But Dunbar says George Washington struggled with the idea of slavery, and at one point wrote that he "wished to get quit of his Negroes." He decreed that his slaves should be free upon the death of his wife Martha, and Martha emancipated his (but not her) slaves early.

When Ona Judge fled, she lived in hiding for nearly a half-century. "But how free is free when slavery exists?" said Dunbar. "What does it mean to be a free person if you can be kidnapped and dragged into the jaws of slavery?"

Part 2:

Nancy MacLean is the author of "Democracy in Chains: The Deep History of the Radical Right's Stealth Plan for America." She is a professor of history at Duke University. This book explores the philosophies and strategies that animate those on the political right.

University of Virginia economist James M. Buchanan provided the blueprint for the libertarian movement.

MacLean says her research uncovered the operation that he and his colleagues designed over six decades to alter every branch of government to limit participatory democracy through Constitutional means.

She says Buchanan's argument was "if you don't like the outcome of public policy over the long term, don't think about changing the rulers, but think about changing the rules."

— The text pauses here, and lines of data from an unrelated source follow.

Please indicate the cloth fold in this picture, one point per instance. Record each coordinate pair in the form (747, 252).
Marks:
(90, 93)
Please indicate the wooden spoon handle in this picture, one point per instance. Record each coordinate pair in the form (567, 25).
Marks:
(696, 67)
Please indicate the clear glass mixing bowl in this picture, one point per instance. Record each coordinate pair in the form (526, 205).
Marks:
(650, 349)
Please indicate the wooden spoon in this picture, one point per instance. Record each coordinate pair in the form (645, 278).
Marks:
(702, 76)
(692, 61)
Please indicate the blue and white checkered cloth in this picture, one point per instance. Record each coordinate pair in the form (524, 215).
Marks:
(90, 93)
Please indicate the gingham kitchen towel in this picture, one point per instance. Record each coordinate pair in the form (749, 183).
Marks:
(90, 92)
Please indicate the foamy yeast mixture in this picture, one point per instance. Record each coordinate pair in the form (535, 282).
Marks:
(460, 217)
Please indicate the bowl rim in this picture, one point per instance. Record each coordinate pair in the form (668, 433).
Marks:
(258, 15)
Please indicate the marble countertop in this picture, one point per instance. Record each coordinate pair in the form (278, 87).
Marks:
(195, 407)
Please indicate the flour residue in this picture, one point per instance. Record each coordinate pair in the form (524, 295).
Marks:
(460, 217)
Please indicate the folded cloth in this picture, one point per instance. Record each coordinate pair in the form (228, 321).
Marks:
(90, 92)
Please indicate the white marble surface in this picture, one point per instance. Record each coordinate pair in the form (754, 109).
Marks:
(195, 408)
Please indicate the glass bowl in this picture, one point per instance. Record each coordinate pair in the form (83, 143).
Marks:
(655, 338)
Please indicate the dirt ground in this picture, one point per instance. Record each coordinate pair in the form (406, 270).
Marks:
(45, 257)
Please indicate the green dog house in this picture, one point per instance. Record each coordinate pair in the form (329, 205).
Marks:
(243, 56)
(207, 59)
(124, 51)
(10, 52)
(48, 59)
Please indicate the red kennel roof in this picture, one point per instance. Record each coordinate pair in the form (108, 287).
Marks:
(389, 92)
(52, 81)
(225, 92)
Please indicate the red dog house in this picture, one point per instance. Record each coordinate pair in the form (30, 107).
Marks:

MacLean concludes that "what we're seeing today is very much akin to the 1860s and the 1930s in terms of a very determined and powerful group of people who are hostile to democracy, as the Confederacy was, and the American Liberty League was in the 1930s, and they are moving along very successfully."

The annual National Book Awards event was held March 15, 2018 at Concordia College in Moorhead. The moderator was Concordia (and Minnesota Public Radio) alumnus John Ydstie, a longtime reporter and host at NPR.